Vincenzi Paolo, Gaynor Jeffrey J, Vianna Rodrigo, Ciancio Gaetano
Division of Transplant Surgery, Department of Surgery, Miami Transplant Institute, Jackson Memorial Hospital, University of Miami Miller School of Medicine, Miami, FL 33136, USA.
Department of Surgery, Miami Transplant Institute, Jackson Memorial Hospital, University of Miami Miller School of Medicine, Miami, FL 33136, USA.
J Clin Med. 2022 May 11;11(10):2724. doi: 10.3390/jcm11102724.
Combined liver−kidney transplantation (CLKT) improves patient survival among liver transplant recipients with renal dysfunction. However, kidney delayed graft function (kDGF) still represents a common and challenging complication that can negatively impact clinical outcomes. This retrospective study analyzed the incidence, potential risk factors, and prognostic impact of kDGF development following CLKT in a recently transplanted cohort. Specifically, 115 consecutive CLKT recipients who were transplanted at our center between January 2015 and February 2021 were studied. All transplanted kidneys received hypothermic pulsatile machine perfusion (HPMP) prior to transplant. The primary outcome was kDGF development. Secondary outcomes included the combined incidence and severity of developing postoperative complications; development of postoperative infections; biopsy-proven acute rejection (BPAR); renal function at 1, 3, 6, and 12 months post-transplant; and death-censored graft and patient survival. kDGF was observed in 37.4% (43/115) of patients. Multivariable analysis of kDGF revealed the following independent predictors: preoperative dialysis (p = 0.0003), lower recipient BMI (p = 0.006), older donor age (p = 0.003), utilization of DCD donors (p = 0.007), and longer delay of kidney transplantation after liver transplantation (p = 0.0003). With a median follow-up of 36.7 months post-transplant, kDGF was associated with a significantly increased risk of developing more severe postoperative complication(s) (p < 0.000001), poorer renal function (particularly at 1 month post-transplant, p < 0.000001), and worse death-censored graft (p = 0.00004) and patient survival (p = 0.0002). kDGF may be responsible for remarkable negative effects on immediate and potentially longer-term clinical outcomes after CLKT. Understanding the important risk factors for kDGF development in CLKT may better guide recipient and donor selection(s) and improve clinical decisions in this increasing group of transplant recipients.

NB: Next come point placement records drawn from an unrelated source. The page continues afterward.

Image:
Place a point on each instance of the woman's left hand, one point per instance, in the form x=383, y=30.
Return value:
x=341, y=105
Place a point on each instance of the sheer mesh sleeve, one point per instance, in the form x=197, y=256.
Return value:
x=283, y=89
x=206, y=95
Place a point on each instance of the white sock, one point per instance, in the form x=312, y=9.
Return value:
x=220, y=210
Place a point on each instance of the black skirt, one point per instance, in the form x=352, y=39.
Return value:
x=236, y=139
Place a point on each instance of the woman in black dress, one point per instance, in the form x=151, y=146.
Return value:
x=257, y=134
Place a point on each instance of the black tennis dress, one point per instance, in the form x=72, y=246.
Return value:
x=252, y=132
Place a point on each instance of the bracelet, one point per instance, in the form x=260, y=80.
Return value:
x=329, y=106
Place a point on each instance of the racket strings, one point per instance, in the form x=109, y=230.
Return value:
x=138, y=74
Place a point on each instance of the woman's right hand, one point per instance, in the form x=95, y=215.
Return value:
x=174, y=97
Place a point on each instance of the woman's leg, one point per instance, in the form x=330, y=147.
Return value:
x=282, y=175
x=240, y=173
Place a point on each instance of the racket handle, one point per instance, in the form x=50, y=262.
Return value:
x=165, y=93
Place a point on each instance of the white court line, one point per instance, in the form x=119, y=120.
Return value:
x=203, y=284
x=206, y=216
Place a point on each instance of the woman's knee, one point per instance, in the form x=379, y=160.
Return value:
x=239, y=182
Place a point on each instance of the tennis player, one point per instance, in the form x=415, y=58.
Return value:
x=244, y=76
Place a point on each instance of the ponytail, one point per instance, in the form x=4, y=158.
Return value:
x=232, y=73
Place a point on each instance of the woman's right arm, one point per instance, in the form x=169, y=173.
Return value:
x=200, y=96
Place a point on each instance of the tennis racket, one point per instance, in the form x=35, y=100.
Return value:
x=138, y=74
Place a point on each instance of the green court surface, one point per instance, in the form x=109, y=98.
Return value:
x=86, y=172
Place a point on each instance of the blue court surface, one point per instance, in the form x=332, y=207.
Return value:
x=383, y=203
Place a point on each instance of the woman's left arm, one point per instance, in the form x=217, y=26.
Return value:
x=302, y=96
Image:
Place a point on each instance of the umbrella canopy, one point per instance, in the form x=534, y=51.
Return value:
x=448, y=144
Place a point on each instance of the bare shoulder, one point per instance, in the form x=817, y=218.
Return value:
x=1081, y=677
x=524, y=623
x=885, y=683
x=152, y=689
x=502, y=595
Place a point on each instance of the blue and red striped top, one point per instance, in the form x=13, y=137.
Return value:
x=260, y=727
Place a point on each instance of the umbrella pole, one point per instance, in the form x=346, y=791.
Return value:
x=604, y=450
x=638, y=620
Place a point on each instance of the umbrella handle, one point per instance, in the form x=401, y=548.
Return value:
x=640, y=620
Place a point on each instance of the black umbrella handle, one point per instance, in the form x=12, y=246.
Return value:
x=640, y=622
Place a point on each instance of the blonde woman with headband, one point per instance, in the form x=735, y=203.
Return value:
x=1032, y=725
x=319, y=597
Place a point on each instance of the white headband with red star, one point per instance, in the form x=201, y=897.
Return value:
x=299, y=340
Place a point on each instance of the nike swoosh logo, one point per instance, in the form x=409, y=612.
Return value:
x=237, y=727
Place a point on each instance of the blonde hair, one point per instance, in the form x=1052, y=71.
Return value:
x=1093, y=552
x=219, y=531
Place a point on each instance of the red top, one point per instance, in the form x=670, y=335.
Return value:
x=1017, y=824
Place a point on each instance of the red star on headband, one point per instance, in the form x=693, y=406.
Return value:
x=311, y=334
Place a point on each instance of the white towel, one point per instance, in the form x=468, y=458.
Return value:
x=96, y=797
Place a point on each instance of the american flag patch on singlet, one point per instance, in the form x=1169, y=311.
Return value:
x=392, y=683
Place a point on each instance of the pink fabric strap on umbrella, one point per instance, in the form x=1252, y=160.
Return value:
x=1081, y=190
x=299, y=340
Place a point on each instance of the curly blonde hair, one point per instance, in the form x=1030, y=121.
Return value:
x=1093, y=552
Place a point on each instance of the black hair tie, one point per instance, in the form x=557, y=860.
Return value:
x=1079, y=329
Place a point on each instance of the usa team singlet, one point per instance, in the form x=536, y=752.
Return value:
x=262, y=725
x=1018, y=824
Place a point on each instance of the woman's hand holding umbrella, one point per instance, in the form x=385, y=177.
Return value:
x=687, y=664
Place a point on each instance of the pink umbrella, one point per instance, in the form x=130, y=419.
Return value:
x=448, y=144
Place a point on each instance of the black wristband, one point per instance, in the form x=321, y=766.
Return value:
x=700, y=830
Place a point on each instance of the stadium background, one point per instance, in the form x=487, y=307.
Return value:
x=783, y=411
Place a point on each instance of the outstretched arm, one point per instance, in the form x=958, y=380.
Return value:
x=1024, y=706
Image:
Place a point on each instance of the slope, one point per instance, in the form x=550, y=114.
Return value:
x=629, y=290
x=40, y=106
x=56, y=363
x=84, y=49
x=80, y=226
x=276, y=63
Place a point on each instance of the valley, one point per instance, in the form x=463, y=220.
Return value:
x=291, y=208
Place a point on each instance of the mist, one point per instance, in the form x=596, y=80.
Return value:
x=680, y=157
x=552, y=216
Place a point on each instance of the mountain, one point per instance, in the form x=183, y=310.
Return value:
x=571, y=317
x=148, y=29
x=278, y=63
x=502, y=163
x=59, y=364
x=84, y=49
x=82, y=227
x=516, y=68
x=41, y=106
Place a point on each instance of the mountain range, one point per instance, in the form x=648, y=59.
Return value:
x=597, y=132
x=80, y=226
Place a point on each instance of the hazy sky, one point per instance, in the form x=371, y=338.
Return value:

肝肾联合移植(CLKT)可提高肾功能不全的肝移植受者的生存率。然而,肾延迟移植功能(kDGF)仍是一种常见且具有挑战性的并发症,会对临床结局产生负面影响。这项回顾性研究分析了近期接受移植的队列中CLKT后kDGF发生的发生率、潜在风险因素及预后影响。具体而言,对2015年1月至2021年2月期间在本中心接受移植的115例连续CLKT受者进行了研究。所有移植肾在移植前均接受了低温搏动机器灌注(HPMP)。主要结局是kDGF的发生。次要结局包括术后并发症发生的综合发生率和严重程度;术后感染的发生;活检证实的急性排斥反应(BPAR);移植后1、3、6和12个月时的肾功能;以及死亡截尾的移植物和患者生存率。37.4%(43/115)的患者出现了kDGF。对kDGF的多变量分析显示了以下独立预测因素:术前透析(p = 0.0003)、受者较低的体重指数(p = 0.006)、供者年龄较大(p = 0.003)、脑死亡后器官捐献(DCD)供者的使用(p = 0.007)以及肝移植后肾移植的较长延迟时间(p = 0.0003)。移植后中位随访36.7个月,kDGF与发生更严重术后并发症的风险显著增加相关(p < 0.000,001)、肾功能较差(尤其是移植后1个月时,p < 0.000,001)以及死亡截尾的移植物(p = 0.000,04)和患者生存率较差(p = 0.0002)有关。kDGF可能对CLKT后的近期及可能的长期临床结局产生显著负面影响。了解CLKT中kDGF发生的重要风险因素可能会更好地指导受者和供者的选择,并改善这一不断增加的移植受者群体的临床决策。